11. Dezember 2020 12:36

Zürich/Lausanne/Genf - Die beiden Eidgenössischen Technischen Hochschulen haben sich mit dem Roten Kreuz zur Initiative Engineering Humanitarian Aid zusammengeschlossen. Gemeinsam wollen sie neue Technologien zur Verbesserung der humanitären Hilfe einsetzen.

Am Donnerstag haben die beiden Eidgenössischen Technischen Hochschulen der Schweiz, Zürich (ETH) und Lausanne (EPFL), und das Internationale Komitee vom Roten Kreuz (IKRK) die Initiative Engineering Humanitarian Aid ins Leben gerufen. Ziel ist es, die Expertise der Universitäten in den Dienst der humanitären Hilfe zu stellen. 
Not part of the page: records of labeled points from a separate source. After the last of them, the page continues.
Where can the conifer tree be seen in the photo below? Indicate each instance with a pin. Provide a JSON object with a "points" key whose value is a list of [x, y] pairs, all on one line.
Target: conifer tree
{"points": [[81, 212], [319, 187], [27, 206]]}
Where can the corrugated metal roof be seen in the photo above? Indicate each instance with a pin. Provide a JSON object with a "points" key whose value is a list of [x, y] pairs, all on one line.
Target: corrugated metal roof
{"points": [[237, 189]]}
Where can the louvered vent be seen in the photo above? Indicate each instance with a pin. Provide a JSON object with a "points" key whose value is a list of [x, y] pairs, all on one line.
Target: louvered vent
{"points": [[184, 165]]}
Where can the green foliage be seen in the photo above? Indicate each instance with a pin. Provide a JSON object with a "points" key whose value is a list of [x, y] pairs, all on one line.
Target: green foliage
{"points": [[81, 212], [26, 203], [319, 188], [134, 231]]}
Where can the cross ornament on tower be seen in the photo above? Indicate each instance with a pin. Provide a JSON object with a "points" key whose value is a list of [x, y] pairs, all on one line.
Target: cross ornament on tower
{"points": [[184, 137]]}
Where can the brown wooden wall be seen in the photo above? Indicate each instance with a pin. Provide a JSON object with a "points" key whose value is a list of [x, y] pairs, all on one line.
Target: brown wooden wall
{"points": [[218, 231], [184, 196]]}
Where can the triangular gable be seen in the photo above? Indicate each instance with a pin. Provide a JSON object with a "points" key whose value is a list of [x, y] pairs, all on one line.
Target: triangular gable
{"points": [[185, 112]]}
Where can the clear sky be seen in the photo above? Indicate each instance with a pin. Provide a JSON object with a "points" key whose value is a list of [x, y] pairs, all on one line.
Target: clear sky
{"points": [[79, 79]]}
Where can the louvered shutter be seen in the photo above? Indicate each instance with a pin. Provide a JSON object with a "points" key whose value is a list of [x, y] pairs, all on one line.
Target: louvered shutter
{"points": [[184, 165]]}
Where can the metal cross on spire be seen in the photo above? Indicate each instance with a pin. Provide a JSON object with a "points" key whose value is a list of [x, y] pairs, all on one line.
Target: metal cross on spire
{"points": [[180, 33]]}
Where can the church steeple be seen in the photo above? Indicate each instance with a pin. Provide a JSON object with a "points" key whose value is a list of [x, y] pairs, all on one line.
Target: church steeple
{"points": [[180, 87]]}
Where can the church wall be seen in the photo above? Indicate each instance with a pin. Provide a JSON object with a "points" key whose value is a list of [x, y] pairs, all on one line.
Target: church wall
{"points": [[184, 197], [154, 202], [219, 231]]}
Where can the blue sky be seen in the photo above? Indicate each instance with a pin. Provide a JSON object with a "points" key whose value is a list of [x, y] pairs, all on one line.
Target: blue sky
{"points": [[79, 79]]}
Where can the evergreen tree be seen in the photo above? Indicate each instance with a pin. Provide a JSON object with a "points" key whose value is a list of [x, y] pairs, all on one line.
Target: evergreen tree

Insbesondere würden Projekte in drei strategischen Bereichen durchgeführt, heisst es in einer Medienmitteilung: Energie und Umwelt, Datenwissenschaften und digitale Technologien sowie personalisierte Gesundheit und verwandte Technologien. Einige davon seien bereits im Gange, etwa eines zur Frage des Datenschutzes im Zusammenhang mit biometrischen Daten. In einem anderen werde Künstliche Intelligenz eingesetzt, um gefährdete Bevölkerungsgruppen zu kartieren. Ein weiteres ziele auf eine bessere Verfügbarkeit von medizinischen Geräten in Konfliktgebieten ab.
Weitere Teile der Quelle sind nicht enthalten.